Ms Bowden denounced the US President’s actions as “indefensible” in a lengthy speech during which the Presiding Officer had to remind her that she had not asked a question.
She thanked the First Minister for condemning President Trump’s policy, before describing Theresa May’s effort as “mealy-mouthed”.
“Donald Trump is a man who feels it’s OK to mock those with disabilities,” she said.
“He’s a misogynist of the very worst kind, and he’s an advocate of torture – all of which he has tried unsuccessfully to justify. His attempt to justify this policy has been equally risible.
“If Donald Trump wants to keep his country safe, maybe he should do something about gun control. Americans are far more of a danger to each other than anyone from any of the seven countries whose nationals are affected by this ban.
“The Holocaust did not start with gas chambers. It started with religious demonisation and intolerance.”
Mohammad Asghar, AM for South Wales East, said Mr Trump’s policy was “totally divisive, unacceptable and inhumane”.
“Stigmatising people because of their nationality cannot be defended,” he said.
The First Minister had earlier traded verbal blows with UKIP AM Neil Hamilton over the ban.
Mr Hamilton asked Mr Jones if he thought the jobs of 1,850 Ford workers in Bridgend would be put at danger if appeals to cancel President Trump’s state visit were heeded.
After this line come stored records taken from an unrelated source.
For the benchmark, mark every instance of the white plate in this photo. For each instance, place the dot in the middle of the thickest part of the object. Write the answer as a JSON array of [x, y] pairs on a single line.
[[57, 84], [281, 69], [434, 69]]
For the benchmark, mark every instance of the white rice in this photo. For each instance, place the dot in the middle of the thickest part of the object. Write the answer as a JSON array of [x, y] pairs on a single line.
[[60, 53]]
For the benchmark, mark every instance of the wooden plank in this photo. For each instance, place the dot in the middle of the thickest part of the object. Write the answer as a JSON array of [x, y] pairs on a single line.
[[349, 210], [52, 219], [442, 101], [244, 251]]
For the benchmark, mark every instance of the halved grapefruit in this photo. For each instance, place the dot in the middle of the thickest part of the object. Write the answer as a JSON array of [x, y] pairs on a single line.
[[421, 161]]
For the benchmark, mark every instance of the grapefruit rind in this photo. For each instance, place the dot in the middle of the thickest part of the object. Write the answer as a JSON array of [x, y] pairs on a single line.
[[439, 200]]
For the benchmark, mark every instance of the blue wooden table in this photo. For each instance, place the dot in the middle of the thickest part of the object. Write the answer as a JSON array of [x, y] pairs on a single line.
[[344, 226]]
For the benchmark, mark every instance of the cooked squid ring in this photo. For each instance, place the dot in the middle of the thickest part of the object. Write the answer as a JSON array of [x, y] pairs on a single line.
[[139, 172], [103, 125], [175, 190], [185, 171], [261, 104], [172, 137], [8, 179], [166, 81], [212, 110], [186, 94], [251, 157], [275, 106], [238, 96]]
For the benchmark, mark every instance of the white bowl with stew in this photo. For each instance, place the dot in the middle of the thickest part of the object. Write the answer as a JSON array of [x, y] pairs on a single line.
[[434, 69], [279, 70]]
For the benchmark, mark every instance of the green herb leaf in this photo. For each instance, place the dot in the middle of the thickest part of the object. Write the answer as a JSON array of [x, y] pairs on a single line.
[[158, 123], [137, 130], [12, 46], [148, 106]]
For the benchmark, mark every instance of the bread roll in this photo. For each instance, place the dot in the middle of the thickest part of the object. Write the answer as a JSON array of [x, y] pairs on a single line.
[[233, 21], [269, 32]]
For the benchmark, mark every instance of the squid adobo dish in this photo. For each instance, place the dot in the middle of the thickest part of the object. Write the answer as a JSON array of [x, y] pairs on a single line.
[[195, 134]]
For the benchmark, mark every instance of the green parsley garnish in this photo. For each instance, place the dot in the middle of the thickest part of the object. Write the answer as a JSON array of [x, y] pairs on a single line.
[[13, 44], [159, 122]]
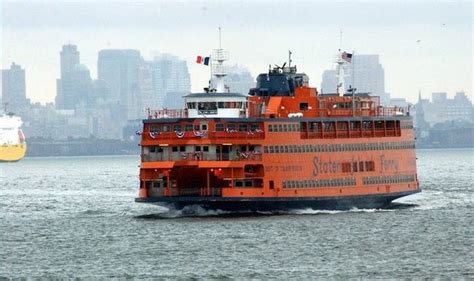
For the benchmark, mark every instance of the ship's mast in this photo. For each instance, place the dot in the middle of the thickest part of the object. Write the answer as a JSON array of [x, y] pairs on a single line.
[[217, 68]]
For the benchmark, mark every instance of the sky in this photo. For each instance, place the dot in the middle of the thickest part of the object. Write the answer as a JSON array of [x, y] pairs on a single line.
[[423, 45]]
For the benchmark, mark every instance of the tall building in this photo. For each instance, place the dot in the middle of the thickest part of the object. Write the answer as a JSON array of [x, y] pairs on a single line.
[[163, 82], [365, 73], [329, 82], [75, 85], [119, 69], [13, 87], [69, 59], [239, 79], [442, 109]]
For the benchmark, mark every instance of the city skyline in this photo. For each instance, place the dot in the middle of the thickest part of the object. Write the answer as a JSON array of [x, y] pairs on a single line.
[[423, 37]]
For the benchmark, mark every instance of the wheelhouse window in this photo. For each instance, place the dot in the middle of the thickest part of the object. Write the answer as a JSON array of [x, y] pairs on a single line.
[[188, 127], [304, 106], [242, 127], [219, 127]]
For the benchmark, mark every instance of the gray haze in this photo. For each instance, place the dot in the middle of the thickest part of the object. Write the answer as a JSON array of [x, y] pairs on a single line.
[[425, 45]]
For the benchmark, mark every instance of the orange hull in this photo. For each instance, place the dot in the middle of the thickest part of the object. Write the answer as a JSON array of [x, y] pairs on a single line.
[[328, 155]]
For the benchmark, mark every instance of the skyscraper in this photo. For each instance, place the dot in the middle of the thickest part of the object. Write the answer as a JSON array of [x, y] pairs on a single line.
[[365, 73], [69, 59], [13, 87], [164, 81], [239, 79], [119, 69], [75, 85]]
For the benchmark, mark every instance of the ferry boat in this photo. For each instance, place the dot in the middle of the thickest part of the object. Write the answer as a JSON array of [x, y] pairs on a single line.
[[12, 138], [282, 146]]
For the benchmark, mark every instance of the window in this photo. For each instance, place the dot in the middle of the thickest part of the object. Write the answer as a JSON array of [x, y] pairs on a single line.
[[219, 127], [231, 127], [354, 167], [153, 128], [304, 106], [188, 127], [242, 127]]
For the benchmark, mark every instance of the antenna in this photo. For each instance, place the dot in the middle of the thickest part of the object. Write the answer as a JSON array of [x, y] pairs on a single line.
[[289, 59], [220, 45], [340, 39]]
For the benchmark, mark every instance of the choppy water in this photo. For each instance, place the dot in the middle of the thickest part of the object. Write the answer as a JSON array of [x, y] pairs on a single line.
[[75, 217]]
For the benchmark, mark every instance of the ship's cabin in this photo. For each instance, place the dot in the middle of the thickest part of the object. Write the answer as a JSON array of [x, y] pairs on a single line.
[[279, 81], [218, 105]]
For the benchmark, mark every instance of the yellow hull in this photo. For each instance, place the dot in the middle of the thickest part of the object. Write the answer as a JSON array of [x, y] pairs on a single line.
[[11, 153]]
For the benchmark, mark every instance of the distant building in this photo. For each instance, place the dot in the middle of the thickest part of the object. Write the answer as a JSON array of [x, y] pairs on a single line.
[[69, 59], [75, 85], [163, 82], [365, 73], [13, 87], [119, 69], [329, 82], [442, 109], [239, 79]]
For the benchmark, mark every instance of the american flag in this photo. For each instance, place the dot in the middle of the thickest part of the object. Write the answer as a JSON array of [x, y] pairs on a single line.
[[346, 56]]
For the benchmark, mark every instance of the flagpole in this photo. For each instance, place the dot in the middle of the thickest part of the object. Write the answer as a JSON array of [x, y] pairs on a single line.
[[353, 83]]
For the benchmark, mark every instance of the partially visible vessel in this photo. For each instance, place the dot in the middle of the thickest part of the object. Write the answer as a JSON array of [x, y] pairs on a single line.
[[12, 138]]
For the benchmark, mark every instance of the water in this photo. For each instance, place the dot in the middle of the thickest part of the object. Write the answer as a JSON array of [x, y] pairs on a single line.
[[75, 217]]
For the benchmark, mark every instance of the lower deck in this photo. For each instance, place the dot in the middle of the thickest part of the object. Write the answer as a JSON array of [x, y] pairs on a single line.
[[249, 204]]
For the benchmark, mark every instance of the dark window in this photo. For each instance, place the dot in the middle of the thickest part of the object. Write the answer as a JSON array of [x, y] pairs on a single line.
[[304, 106], [188, 127], [219, 127], [153, 128], [231, 127]]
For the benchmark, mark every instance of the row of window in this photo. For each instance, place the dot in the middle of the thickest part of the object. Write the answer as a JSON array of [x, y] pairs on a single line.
[[319, 183], [292, 127], [406, 125], [341, 125], [337, 147], [388, 179], [362, 166], [220, 127], [212, 105]]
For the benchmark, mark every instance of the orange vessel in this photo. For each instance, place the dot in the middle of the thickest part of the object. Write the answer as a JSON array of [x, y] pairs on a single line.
[[282, 146]]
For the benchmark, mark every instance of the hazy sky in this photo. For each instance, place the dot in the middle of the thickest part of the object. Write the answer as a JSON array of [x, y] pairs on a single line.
[[423, 45]]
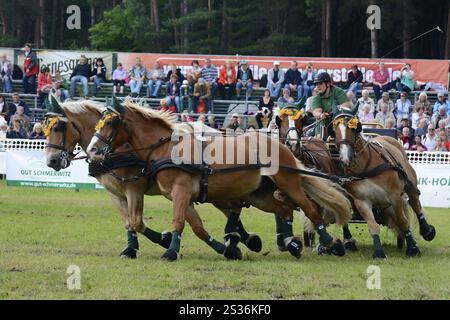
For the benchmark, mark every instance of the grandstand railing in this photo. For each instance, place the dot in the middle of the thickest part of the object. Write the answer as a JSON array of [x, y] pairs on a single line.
[[414, 157]]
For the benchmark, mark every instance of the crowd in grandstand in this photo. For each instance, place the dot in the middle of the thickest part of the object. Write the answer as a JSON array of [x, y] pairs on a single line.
[[421, 124]]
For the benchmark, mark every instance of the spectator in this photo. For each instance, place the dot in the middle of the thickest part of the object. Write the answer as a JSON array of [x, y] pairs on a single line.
[[227, 78], [405, 138], [235, 122], [16, 131], [30, 68], [210, 74], [383, 115], [81, 73], [37, 132], [418, 146], [137, 75], [155, 77], [439, 145], [3, 130], [416, 116], [60, 87], [354, 81], [294, 82], [212, 122], [45, 85], [308, 78], [380, 81], [165, 106], [365, 99], [406, 83], [4, 109], [173, 92], [5, 73], [265, 108], [275, 79], [441, 102], [99, 75], [429, 140], [385, 98], [118, 77], [286, 97], [403, 108], [22, 117], [245, 80], [422, 128], [438, 117], [202, 96], [365, 115], [16, 102], [424, 103]]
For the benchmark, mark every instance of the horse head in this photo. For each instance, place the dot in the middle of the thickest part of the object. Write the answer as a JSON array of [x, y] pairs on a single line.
[[346, 127], [62, 136], [110, 132]]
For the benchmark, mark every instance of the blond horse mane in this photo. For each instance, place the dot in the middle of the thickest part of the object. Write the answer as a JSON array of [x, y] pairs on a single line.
[[167, 118]]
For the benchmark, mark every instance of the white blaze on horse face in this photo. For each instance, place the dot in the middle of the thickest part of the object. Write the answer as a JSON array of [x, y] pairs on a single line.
[[344, 150], [293, 136]]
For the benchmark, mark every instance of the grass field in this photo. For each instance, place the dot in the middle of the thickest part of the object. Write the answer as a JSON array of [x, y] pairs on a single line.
[[43, 231]]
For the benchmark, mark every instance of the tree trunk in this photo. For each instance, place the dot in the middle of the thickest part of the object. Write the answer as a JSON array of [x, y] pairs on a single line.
[[447, 42], [154, 14], [406, 37], [374, 39]]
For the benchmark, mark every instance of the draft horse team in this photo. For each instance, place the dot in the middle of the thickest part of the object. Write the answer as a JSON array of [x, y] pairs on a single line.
[[135, 151]]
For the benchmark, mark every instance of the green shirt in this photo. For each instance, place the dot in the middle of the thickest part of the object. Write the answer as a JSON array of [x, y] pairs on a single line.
[[337, 97]]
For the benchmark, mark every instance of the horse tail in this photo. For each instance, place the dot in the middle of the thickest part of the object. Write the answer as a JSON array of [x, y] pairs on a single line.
[[328, 195]]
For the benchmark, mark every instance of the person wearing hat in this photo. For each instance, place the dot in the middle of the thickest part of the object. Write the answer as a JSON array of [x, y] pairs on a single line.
[[322, 104], [244, 80], [6, 73], [354, 81], [275, 79], [441, 101]]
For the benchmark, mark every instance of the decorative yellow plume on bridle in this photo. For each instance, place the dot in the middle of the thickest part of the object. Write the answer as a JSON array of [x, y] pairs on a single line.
[[294, 114], [103, 121], [47, 129]]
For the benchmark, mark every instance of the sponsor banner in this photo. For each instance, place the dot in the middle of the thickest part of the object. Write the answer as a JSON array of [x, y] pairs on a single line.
[[434, 184], [66, 61], [425, 70], [29, 168]]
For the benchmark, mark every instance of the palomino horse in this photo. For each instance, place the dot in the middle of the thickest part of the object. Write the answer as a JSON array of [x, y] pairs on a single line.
[[316, 152], [150, 134], [73, 122]]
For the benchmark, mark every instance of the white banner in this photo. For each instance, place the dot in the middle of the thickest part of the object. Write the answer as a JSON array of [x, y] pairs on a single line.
[[29, 169], [434, 184]]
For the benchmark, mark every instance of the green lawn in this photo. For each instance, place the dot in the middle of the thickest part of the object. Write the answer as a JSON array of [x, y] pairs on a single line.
[[43, 231]]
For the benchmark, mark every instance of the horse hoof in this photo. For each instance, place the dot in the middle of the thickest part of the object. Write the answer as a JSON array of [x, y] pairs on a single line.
[[166, 239], [233, 253], [295, 247], [379, 254], [254, 243], [350, 245], [413, 252], [280, 243], [170, 255], [430, 234], [337, 248], [129, 253]]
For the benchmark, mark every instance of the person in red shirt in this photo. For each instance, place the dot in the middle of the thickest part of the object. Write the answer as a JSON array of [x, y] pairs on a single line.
[[45, 84], [227, 78], [380, 81], [30, 69]]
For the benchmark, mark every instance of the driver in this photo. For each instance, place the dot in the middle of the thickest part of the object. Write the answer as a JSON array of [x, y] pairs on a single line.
[[322, 104]]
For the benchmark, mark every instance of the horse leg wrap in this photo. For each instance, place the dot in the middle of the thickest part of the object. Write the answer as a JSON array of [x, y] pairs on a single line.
[[216, 245], [153, 236]]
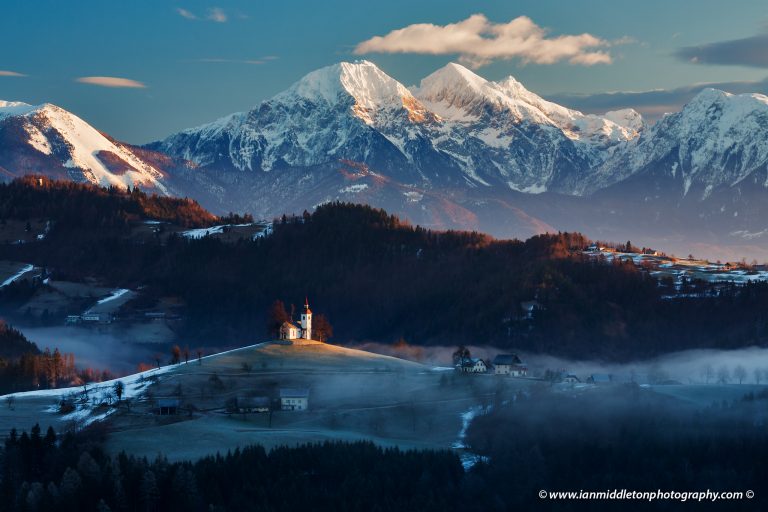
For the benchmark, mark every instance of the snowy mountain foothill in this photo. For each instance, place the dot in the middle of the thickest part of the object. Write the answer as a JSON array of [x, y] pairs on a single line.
[[455, 151]]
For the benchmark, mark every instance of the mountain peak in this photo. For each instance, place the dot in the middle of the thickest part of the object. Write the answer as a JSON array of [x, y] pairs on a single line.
[[370, 87], [451, 77]]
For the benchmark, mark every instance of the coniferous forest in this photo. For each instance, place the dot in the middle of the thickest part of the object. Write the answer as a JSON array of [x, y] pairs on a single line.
[[72, 473], [380, 279]]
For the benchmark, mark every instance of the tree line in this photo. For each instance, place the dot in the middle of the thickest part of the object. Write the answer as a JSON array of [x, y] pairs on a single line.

Mr Jones replied: “The Ford Motor Company has condemned Donald Trump’s comments over the weekend. We all see the chaos.”
Mr Hamilton then asked if the First Minister thought it was vitally important that the UK remains positive towards the President “given that the United States is Wales’ biggest individual trading partner”.
The First Minister described the timing of the Prime Minister’s invitation as “strange”, before saying he wouldn’t criticise the PM for trying to forge links with the US government.
Mr Hamilton said: “There is a difference in diplomacy between friendly criticism given in a polite and kind way and the kind of megaphone diplomacy which is more concerned with grandstanding and virtue-signalling in this country for domestic political gain.”
To laughs in the chamber, Mr Jones brandished UKIP’s former leader Nigel Farage as “the master of megaphone diplomacy” and “Donald Trump’s representative on earth”.
After Mr Hamilton described the measures as temporary, the First Minister replied: “It doesn’t matter if they’re temporary. Wrong is wrong.”